In April 2008, Deroy Murdock, Contributing Editor of National Review Online, wrote the following in an article titled: Evil Money (Sharia-compliant finance funds jihad):
“Sharia-compliant finance (SCF) is expanding among banks and securities houses eager to absorb the hundreds of billions of petrodollars cascading into the Middle East . . . To lure this cash, financial companies increasingly offer vehicles that neither pay interest nor benefit from gambling, entertainment, alcohol, pork products or anything considered haram or “un-kosher” in Islam.
SCF goes far beyond marketing to Muslims and Middle Easterners. The International Islamic Financial Market (IIFM) lists “wider sharia acceptance” among its goals. Selling sharia-compliant investments legitimizes a barbaric theocratic orthodoxy that should be defeated, not promoted.
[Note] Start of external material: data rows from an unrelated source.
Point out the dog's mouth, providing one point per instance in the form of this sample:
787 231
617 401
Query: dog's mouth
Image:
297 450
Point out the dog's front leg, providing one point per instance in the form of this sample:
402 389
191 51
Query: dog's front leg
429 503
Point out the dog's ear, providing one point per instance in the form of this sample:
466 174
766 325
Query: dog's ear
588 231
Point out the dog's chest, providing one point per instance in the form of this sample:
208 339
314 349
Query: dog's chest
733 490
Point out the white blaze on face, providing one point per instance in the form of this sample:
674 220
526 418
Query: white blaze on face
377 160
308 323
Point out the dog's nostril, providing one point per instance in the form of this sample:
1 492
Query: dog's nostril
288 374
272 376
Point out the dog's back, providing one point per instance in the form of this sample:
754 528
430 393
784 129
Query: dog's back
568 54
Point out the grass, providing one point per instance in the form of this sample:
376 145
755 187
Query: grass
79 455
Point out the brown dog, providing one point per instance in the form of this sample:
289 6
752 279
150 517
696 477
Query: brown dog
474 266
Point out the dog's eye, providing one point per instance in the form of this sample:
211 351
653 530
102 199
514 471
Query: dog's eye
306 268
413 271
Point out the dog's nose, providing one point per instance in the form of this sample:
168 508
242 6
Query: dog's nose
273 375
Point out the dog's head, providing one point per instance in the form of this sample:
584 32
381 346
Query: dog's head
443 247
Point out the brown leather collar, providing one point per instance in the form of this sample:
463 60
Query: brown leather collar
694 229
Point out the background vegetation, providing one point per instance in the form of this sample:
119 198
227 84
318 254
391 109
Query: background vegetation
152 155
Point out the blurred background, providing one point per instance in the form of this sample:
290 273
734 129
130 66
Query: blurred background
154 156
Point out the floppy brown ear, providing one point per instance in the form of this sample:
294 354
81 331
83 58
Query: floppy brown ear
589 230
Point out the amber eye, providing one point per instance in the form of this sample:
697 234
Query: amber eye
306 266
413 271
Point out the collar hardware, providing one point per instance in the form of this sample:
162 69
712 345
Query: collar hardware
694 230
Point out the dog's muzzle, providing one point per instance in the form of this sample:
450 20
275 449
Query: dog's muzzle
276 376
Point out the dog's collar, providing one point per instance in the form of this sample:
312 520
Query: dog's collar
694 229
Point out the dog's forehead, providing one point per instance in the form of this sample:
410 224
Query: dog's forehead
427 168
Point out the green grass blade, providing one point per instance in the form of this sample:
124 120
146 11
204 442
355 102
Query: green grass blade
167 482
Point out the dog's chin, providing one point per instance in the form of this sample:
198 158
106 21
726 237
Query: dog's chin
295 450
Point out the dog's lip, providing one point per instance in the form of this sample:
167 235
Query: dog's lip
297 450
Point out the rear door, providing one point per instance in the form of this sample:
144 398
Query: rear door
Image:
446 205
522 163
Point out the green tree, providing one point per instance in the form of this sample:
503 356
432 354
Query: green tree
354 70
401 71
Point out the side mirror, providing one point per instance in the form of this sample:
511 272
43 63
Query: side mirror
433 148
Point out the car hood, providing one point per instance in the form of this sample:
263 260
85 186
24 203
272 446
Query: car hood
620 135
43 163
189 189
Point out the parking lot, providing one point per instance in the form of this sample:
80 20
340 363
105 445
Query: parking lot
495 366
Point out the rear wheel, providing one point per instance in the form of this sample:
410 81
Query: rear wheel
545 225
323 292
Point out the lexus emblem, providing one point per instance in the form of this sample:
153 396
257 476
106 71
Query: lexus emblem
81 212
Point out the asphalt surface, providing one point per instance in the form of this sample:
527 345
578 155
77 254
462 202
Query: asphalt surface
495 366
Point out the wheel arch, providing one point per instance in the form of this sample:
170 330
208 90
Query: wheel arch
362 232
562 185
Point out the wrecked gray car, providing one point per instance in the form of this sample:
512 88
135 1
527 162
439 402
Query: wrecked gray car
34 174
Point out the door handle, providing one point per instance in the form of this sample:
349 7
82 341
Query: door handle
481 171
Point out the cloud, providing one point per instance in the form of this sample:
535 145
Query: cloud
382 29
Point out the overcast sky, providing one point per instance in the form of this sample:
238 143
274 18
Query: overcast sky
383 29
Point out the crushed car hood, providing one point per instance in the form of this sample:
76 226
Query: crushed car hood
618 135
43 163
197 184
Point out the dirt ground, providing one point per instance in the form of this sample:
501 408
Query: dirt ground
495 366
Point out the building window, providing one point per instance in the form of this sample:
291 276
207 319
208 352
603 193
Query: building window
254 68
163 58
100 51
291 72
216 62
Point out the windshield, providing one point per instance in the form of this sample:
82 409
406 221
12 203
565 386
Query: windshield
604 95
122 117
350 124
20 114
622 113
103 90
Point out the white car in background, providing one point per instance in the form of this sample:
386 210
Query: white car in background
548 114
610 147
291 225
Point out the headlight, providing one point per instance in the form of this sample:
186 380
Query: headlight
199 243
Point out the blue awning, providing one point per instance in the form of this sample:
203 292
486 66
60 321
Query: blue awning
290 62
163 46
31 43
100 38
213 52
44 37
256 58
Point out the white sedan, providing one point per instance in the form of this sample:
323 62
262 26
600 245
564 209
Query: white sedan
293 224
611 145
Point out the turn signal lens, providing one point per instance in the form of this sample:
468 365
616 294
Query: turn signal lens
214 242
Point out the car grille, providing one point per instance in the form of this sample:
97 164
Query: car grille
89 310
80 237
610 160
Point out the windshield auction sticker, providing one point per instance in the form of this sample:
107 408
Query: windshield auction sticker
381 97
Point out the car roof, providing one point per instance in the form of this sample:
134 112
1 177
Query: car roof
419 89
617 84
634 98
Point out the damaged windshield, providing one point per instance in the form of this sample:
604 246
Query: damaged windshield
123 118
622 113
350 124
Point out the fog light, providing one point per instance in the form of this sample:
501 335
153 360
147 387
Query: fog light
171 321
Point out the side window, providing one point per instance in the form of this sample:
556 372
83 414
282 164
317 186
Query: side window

Sheik Muhammad Taqi Usmani advises the Dow Jones Islamic Index. In his 2006 book, Islam and Modernism, Usmani writes: “The purpose of Jihad is not just to get the right of missionary activities in any country, but it aims at breaking the grandeur of unbelievers and establish[ing] that of Muslims.”
According to The Tax Lawyer, Yasin al-Qadi – an investor in one Hamas-connected, sharia-compliant company called BMI – transmitted $820,000 to Chicago’s Quranic Literacy Institute in 1991. Institute employee Mohammad Salah confessed in 1995 that he trained recruits to handle assorted toxins and ‘basic chemical materials for the preparation of bombs and explosives’ “.
Frank Gaffney, president of the Center for Security Policy, states that sha’ria financing is ”bad for America, bad for capitalism, and good for jihad” and Murdock writes that “civilized financiers have no business complying with this [sha'ria law].
Per Usmani above, sha’ria financing is, in fact, a tool of Islamic jihad conceived and dedicated to the goal of breaking the financial back of the United States. There is no ambiguity in Usmani’s statement.
If we want to regain and retain any semblance of stability and growth in our economy, sha’ria-compliant financing must be recognized as the jihadist weapon that it is and shut down. Using the billions of pork dollars in the current “stimulus” package to do precisely that seems infinitely more prudent and beneficial for the country than providing tax breaks for Hollywood film producers.